Reference no: EM132797925

It may not be quite Route 66, running across the USA from Chicago, Illinois to Los Angeles, California and made famous in song by Nat King Cole, Chuck Berry and the Rolling Stones among others, but London's route 76 is one of the world's busiest bus routes. Every six minutes a red double-decker bus makes the 40-minute trip from Waterloo Station just south of the river Thames to Tottenham in north London. Though they look like any other London bus, in fact the buses on route 76 are different. They are quieter, less polluting, more fuel efficient and smoother than other buses in London. How come? Well the 26 buses that service route 76 are special. They are all Volvo hybrid-electric buses. Volvo based in Sweden is Europe's second largest commercial vehicle (truck and bus) manufacturer (Sushandoyo and Magnusson, 2014). Back in the early 2000s Volvo signalled its ambition to take a lead in the development of hybrid-electric powered heavy commercial vehicles, by starting research into hybrid-electric technologies. Given that the commercial vehicle market is long established and one that has been firmly committed to the incumbent technology of the diesel engine for a very long time, this was a bold decision, not least because of scepticism from some of its own engineers. However, Volvo was a big company producing more than 250,000 trucks and buses a year, making it one of the world's largest producers of heavy vehicles. Although Toyota had successfully introduced a hybrid electric vehicle into the car market through its innovative Prius model, breaking into the market for heavy commercial vehicles was a tough call. On the production side, Volvo faced a high level of spending on R&D, the acquisition of much new knowledge that had to be integrated with existing knowledge, a long payback period and the risk of making a premature choice of technology (Sushandoyo and Magnusson, 2014). In the market, diesel technology was well established, and operating in a commercial environment vehicles had to be completely reliable and familiar to the staff who used them. Not unsurprisingly operators were generally reluctant to risk new and untried technologies, given the need to maintain a reliable and efficient service.

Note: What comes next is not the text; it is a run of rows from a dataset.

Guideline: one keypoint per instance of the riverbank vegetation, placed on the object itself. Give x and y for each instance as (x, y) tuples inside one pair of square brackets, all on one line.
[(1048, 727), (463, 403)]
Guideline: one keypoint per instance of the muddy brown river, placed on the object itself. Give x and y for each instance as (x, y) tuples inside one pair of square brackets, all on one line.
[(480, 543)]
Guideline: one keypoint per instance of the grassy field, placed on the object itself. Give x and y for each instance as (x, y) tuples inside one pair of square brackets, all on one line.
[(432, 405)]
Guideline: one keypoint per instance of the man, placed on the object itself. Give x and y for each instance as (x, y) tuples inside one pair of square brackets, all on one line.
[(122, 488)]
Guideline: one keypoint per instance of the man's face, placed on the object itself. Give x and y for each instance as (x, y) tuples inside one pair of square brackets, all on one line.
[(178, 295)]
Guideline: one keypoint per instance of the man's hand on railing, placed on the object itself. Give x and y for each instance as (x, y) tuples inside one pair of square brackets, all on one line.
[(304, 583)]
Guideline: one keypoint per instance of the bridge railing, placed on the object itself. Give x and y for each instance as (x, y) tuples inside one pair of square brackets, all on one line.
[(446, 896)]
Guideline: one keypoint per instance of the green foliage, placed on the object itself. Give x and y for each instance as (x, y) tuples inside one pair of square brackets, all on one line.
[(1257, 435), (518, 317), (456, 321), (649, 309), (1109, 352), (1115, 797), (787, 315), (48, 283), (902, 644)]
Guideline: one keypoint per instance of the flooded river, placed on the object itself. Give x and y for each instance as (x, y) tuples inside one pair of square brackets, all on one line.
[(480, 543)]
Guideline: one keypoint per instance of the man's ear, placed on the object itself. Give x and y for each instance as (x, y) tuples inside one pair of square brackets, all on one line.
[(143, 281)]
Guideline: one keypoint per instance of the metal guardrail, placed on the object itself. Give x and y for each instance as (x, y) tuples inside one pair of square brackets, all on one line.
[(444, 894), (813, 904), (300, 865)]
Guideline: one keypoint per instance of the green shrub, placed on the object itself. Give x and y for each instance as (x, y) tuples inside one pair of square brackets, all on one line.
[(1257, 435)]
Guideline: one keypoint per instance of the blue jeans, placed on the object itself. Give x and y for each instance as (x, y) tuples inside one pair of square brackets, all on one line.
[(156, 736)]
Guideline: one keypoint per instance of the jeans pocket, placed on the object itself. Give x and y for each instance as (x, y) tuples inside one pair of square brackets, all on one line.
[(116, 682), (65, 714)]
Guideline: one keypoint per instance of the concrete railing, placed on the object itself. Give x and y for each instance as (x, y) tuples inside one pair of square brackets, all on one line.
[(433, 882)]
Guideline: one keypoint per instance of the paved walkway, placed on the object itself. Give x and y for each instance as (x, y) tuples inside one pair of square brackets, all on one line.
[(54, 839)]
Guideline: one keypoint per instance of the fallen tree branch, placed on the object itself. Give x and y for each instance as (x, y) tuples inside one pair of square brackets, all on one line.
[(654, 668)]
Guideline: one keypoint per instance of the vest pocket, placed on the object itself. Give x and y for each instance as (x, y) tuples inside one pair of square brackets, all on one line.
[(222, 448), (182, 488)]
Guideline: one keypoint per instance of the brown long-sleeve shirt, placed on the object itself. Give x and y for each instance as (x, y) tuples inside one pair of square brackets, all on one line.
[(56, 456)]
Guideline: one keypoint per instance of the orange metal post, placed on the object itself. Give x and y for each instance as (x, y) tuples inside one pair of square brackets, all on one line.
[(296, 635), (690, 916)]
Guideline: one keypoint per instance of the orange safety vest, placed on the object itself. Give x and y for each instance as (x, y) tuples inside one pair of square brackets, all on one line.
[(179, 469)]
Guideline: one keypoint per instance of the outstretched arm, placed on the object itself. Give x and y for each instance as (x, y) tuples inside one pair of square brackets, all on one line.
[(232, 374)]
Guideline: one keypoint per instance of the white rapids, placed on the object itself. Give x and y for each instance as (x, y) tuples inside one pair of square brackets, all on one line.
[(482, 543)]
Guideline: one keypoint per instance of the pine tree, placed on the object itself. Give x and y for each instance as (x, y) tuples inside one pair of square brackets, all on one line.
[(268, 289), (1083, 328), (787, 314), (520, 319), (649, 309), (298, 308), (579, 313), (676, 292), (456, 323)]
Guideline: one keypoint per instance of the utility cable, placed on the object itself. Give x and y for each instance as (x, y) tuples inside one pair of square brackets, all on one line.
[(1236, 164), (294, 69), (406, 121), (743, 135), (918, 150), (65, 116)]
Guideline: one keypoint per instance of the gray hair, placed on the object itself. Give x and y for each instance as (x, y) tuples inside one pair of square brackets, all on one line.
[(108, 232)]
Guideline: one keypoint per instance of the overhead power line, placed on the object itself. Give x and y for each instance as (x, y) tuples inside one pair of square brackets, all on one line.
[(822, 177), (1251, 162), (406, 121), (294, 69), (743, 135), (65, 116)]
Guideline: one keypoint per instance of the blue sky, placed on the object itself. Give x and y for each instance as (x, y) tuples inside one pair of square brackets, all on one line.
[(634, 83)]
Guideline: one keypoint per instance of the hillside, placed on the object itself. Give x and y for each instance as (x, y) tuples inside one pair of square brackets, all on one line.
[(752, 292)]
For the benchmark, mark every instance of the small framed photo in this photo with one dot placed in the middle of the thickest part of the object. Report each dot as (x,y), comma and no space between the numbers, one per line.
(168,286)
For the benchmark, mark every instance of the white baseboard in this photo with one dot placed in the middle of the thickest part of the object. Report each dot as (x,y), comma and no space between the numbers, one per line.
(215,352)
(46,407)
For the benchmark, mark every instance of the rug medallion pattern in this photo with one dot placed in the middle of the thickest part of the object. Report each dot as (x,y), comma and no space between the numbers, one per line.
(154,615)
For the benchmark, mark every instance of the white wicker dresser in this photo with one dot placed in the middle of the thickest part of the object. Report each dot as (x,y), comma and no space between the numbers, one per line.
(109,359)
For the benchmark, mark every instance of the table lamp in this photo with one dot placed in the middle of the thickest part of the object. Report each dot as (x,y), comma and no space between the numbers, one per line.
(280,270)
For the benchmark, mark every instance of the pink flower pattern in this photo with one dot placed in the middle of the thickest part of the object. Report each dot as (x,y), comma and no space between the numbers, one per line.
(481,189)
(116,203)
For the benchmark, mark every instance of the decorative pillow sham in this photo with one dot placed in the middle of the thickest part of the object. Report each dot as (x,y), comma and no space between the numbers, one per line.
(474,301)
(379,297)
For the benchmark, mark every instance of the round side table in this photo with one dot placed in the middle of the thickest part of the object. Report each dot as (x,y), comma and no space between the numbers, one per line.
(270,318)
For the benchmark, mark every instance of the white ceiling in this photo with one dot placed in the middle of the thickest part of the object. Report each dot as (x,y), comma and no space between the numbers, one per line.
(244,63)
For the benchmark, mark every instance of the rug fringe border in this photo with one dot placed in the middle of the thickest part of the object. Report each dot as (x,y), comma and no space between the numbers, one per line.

Against this background Volvo pressed ahead in developing a new kind of powertrain for heavy commercial vehicles. Whereas conventional automotive powertrains rely upon an internal combustion engine as the sole source of power, a hybrid-electric powertrain utilises an internal combustion engine, one or more electric motors and some form of battery. Hybrid technology allows kinetic energy from braking to be converted into electric power that is then stored until required by the electric motor. Vehicles using this kind of technology offer a number of benefits including improved fuel efficiency, lower emissions and a smoother ride. Hybrid technologies can follow one of two possible models, either series configuration where the vehicle is driven by battery topped up by a conventional diesel engine and kinetic energy from braking, or parallel configuration where the vehicle is driven by the battery, a diesel or a combination of the two. Volvo was one of several automotive firms to explore hybrid technology in the early 2000s. These included prototype hybrid trucks and buses based on a series configuration developed as part of Sweden's Strategic Vehicle Research and Innovation programme. However, trials in Gothenborg were disappointing. Although the prototypes exhibited low emissions they were not as fuel efficient as the company had hoped. Particularly significant was the vehicles' poor reliability. Volvo's engineers found that hybrid-electric systems using a series configuration were very sensitive to failure. If any of the electrical components failed for any reason the vehicle came to a complete standstill. This poor performance resulted in a lack of interest on the part of potential operators.
In the light of these setbacks Volvo managers initiated an advanced engineering programme in 2002 designed to investigate the relative merits of the two competing (i.e. series and parallel) hybrid configurations (Zolfagharifard, 2010). This found that the parallel hybrid configuration was the more versatile (see Table 8.1), although it was the more technologically complex because of the need to integrate diesel and electric technologies. In the light of this, Volvo opted to develop parallel hybrid technology and in 2006 CEO Leif Johannson announced that the company planned to launch a hybrid truck on the market by the end of the decade.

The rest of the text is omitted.